Captain America: The Winter Soldier Movie Review

Captain America: The First Avenger was one of the lesser well-received Marvel films. I seemed to be one of the few kids on my block who liked it. Three years later, and with an Avengers movie in the intervening years, comes Cap’s second film, The Winter Soldier.

Captain America is an old world hero transplanted into a modern age and this made for some fun exchanges in the context of The Avengers but can this be sustained in a film all his own? The result, The Winter Soldier is mixed bag of successes and well, not quite failures, but certainly non-successes.

The film features a well-written, intricate story with broad elements of Minority Report and Robocop and it’s nice to see how these components weave together through the course of the film.

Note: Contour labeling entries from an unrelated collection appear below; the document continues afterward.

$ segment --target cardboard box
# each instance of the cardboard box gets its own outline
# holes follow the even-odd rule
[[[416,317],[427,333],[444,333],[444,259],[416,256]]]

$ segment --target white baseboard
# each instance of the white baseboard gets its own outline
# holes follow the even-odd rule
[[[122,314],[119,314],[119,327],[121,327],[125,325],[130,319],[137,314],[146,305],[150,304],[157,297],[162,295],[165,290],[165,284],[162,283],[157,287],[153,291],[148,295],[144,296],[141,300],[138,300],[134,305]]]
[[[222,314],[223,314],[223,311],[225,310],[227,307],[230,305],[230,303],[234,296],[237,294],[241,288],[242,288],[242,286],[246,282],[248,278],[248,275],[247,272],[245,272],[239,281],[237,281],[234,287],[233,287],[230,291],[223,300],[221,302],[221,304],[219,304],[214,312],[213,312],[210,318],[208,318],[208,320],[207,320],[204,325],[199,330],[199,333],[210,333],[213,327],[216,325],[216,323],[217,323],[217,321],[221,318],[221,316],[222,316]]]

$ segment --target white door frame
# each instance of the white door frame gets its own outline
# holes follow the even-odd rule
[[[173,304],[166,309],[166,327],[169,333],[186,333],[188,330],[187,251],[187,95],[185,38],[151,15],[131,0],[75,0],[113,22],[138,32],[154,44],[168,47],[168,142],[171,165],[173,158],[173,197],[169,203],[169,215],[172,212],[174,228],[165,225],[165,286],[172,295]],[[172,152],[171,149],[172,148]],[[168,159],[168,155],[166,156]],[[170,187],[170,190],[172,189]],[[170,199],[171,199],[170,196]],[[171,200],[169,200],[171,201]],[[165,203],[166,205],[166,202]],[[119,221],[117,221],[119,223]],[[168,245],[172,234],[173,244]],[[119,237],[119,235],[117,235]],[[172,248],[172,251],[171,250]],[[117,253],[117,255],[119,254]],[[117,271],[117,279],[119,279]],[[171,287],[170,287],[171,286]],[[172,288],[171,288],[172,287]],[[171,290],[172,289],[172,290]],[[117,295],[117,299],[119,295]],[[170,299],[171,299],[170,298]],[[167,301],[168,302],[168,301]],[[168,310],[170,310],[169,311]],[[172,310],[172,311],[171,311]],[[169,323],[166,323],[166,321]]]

It’s unevenly paced, however, running at two speeds. There’s the balls-to-the-wall thrilling action sequences and then there’s our hero’s relatively quiet interludes of introspection as he wrangles with his fractured past. This duality existed of a kind in the first film, of course, but they seemed to co-exist harmoniously in that film. Here the two elements tend to collide. Perhaps it’s because we have a classic era personal story running alongside a modern era actioner. In the previous film, the personal story was matched with classic era ‘action adventure’.

Scarlett Johansson is as good as ever as Agent Romanoff but something has happened to her accent in this. It’s less refined, more nasal, more ‘Jewish mother-in-law’. It’s quite irritating actually. That aside, her other assets are in fine form.

It’s nice to see veteran actress, Jenny Agutter, in a more substantial role this time around (you can actually see it’s her!) and it’s always a pleasure to see prior Neighbours star (will he ever jettison that label?), Alan Dale, who is strangely uncredited.

Chris Evans is a solid hero, Samuel Jackson is Samuel Jackson (no bad thing) and Robert Redford is a pleasing inclusion as well.